The Northwestern team, led by center director Manijeh Razeghi, became the first to demonstrate 280 nanometer APDs. These devices, based on aluminum gallium nitride (AlGaN) compound semiconductors, have a photocurrent gain of more than 700.
The tiny-sized APDs should be capable of efficient detection of light with near single photon precision. Previously, photomultiplier tubes (PMTs) were the only available technology in the short wavelength UV portion of the spectrum capable of this sensitivity. These fragile vacuum tube devices are expensive and bulky, hindering true systems miniaturization.
The APD technology may see further use in the deployment of systems for secure battlefield communication. Wavelengths around 280 nanometers are referred to as the solar-blind region; in this region, the UV light is filtered out by the ozone layer providing for a naturally low background signal. Solar-blind APDs are intrinsically able to take advantage of this low background level, while PMTs must use external filters to become solar-blind. This makes secure battlefield communication possible utilizing a combination of compact, inexpensive UV LEDs and UV APDs both developed at the Center for Quantum Devices.

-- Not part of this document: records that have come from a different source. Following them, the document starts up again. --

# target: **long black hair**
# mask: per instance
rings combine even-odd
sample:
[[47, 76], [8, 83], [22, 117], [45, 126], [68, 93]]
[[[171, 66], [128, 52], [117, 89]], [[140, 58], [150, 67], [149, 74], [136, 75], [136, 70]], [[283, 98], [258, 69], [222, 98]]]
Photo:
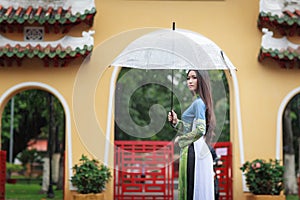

The technology for the realization of solar-blind APDs is based on wide bandgap AlGaN compound semiconductors. To date, no semiconductor-based solar-blind APDs have been reported. This is due to numerous difficulties pertaining to the crystal growth of AlGaN compound semiconductors.
The major obstacle in demonstrating high performance solar-blind APDs is the high number of crystalline defects present in the AlGaN semiconductor material. However, researchers at the Center for Quantum Devices have been able to realize high-quality AlGaN so as to demonstrate avalanche gain in the solar-blind region.
Northwestern’s results were presented recently by Razeghi at the APD workshop organized by Henryk Temkin, a new program manager at the Defense Advanced Research Projects Agency (DARPA).